Qin Ren también se volvió para mirar y sintió que este hombre era algo peligroso. No quería que Zhouzhou tuviera demasiado contacto con él, así que susurró —Vamos.

—Mm-hmm.

El dúo desapareció rápidamente.

Xi Mo bajó la cabeza y olió la medicina en su mano. De repente, sacó una botella de su bolsillo y vertió las pastillas hemostáticas dentro.

Excepto por la botella, las dos pastillas eran exactamente iguales.

Su botella había sido enviada desde arriba. Se decía que era una fórmula médica obtenida del Grupo del Dragón y ahora estaba en producción masiva, con todos teniendo una botella.

—¿Por qué esta pequeña niña la tenía? —mientras pensaba, su teléfono personal de repente sonó. Mirando el número en la pantalla, frunció los labios y se dio la vuelta para irse.

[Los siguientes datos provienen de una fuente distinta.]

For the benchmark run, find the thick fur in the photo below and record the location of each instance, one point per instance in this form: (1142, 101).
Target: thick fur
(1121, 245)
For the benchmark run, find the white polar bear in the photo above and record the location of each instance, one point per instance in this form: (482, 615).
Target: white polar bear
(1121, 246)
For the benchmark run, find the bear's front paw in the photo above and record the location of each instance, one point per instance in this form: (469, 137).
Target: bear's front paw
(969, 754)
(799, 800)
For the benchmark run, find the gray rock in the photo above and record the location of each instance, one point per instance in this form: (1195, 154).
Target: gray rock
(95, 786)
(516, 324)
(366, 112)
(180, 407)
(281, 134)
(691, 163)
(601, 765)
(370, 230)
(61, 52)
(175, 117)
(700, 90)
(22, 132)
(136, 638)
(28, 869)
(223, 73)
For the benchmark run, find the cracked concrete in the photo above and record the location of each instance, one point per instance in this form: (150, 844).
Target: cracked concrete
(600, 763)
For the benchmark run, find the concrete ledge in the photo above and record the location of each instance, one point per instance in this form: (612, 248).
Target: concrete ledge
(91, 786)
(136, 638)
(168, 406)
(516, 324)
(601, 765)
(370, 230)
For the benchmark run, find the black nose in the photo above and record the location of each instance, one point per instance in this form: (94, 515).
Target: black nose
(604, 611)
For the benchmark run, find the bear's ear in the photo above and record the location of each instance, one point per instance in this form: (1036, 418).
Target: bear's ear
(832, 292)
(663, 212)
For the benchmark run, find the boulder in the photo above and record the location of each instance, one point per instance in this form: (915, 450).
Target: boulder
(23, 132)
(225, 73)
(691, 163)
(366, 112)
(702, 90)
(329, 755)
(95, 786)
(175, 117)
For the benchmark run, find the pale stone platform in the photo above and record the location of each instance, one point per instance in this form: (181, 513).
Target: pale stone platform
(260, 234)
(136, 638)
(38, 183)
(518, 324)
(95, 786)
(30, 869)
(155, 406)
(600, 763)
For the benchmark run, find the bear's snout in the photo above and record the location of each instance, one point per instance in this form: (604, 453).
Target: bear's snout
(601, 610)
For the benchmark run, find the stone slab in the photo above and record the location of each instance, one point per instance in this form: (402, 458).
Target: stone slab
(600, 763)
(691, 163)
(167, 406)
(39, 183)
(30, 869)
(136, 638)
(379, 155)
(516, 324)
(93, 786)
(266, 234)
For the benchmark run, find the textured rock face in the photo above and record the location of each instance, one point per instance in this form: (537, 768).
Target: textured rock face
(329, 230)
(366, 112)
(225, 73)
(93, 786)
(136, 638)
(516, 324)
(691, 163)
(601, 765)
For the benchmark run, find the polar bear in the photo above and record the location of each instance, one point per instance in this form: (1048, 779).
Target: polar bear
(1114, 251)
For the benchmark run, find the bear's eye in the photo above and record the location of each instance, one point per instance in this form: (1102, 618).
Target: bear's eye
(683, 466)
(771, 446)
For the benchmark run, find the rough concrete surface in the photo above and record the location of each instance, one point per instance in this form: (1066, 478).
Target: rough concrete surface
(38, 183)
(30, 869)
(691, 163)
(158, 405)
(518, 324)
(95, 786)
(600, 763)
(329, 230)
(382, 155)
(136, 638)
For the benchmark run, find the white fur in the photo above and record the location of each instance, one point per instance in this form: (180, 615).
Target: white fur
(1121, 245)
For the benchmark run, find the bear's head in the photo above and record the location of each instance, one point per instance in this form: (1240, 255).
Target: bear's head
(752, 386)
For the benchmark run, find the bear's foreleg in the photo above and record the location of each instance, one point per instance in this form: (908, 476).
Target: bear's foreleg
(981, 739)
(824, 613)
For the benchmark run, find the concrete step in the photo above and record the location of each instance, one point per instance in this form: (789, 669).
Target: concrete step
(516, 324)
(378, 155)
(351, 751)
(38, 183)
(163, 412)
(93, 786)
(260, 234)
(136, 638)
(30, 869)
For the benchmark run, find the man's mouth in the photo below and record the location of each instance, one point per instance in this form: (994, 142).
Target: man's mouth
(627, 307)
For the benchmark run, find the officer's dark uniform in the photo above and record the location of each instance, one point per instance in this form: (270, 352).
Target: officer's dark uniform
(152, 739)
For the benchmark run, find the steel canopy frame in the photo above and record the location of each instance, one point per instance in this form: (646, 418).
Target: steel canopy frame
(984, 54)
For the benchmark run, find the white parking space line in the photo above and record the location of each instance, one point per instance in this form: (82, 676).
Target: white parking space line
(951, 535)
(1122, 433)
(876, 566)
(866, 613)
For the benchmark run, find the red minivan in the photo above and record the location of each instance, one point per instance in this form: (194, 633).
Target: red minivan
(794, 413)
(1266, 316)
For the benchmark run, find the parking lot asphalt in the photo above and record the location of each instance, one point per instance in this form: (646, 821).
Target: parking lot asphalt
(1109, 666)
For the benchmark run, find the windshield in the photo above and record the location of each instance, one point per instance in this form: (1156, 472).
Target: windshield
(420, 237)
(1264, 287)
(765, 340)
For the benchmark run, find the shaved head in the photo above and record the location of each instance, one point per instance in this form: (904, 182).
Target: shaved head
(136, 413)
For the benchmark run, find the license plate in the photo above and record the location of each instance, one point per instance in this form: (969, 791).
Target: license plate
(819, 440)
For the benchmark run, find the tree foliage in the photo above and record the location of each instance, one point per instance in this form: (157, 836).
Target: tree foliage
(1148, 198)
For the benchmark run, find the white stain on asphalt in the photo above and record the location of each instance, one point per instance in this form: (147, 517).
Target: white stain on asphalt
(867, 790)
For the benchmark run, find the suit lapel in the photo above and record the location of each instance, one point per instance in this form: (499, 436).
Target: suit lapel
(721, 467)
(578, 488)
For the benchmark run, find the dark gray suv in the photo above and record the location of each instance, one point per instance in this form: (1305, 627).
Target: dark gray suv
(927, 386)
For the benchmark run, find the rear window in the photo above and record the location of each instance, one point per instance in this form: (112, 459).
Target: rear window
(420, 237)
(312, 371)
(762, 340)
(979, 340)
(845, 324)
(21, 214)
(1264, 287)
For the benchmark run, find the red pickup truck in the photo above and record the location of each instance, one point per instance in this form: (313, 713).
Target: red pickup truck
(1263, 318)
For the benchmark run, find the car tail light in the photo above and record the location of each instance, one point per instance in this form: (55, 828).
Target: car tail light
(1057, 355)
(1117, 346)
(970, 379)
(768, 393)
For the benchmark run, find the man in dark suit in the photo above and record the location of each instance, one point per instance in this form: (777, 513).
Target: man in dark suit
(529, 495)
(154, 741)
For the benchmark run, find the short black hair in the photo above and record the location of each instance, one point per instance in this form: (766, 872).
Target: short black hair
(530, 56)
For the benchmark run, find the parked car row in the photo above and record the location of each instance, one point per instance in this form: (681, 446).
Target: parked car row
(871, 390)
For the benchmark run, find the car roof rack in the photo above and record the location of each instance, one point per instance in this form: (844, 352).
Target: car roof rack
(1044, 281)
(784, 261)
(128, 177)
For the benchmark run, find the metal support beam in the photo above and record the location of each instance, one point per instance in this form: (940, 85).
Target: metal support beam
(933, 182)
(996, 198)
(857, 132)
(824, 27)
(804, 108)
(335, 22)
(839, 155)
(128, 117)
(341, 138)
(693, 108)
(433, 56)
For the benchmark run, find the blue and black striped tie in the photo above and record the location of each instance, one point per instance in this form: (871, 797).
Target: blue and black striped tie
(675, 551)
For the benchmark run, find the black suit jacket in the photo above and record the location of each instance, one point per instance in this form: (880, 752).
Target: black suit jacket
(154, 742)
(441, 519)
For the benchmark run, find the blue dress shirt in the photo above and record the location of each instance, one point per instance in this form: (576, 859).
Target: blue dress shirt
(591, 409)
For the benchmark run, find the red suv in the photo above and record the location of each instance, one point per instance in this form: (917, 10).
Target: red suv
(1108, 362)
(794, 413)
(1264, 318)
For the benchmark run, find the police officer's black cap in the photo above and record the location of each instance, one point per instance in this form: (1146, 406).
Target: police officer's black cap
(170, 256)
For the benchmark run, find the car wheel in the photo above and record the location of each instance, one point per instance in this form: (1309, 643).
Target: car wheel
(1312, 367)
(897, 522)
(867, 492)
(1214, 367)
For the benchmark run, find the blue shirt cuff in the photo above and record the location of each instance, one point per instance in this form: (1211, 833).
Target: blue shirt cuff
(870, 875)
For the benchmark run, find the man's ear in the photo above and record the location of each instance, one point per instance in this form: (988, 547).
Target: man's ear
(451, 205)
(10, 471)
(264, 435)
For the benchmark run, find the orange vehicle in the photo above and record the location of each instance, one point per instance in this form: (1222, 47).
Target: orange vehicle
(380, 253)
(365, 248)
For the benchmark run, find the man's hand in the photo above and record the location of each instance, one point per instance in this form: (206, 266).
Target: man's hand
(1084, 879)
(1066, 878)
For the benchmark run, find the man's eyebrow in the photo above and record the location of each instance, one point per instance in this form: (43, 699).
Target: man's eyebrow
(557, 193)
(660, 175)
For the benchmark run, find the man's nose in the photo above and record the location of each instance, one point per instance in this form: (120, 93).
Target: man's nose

Una voz alta vino del otro lado —Hermano, ¿dónde fuiste? ¿Por qué de repente trajiste un ataúd a casa? ¡Me asustó mucho!

La expresión de Xi Mo permaneció sin cambios mientras decía con calma —Solo vigílala unos días y no dejes que nadie la toque.

En el otro extremo del teléfono, la cara de Xi Yan se puso roja, su rostro apuesto fuertemente arrugado mientras fruncía el ceño, mirando el ataúd en la habitación. En su mente, repetía en silencio la frase “ver un ataúd y hacerse rico,” incapaz de evitar preguntar —¿De quién son estos restos? ¿Son los de tu compañero de equipo?

—No —Xi Mo sacudió la cabeza y pronunció tres palabras con voz baja.

Ante esto, Xi Yan quedó completamente atónito.

En el otro lado, Zhouzhou seguía a Qin Ren fuera del elevador.

En el camino, Qin Ren de repente se detuvo y miró a Zhouzhou seriamente, diciendo —Zhouzhou, no te acerques demasiado a los extraños en el futuro.

Él podía decir que Zhouzhou no tenía defensas contra ese hombre justo ahora.

Aunque ella era capaz, todavía podía estar en desventaja en tal situación.

Zhouzhou asintió, entendiendo sus preocupaciones, y explicó —Pero Hermano Mayor, ese tío de antes era una buena persona.

Tenía mérito irradiando de su cuerpo, y ella lo vio, por lo que decidió salvarlo.

Y su radiación de mérito no era menor que la del Tío Lengua Afilada.

La niña sacó su pequeño vientre y dijo orgullosamente —¡No soy el tipo de persona ingenua y tonta que ayuda a todos!

Ella aprendió esto viendo la televisión con la Abuela Qin.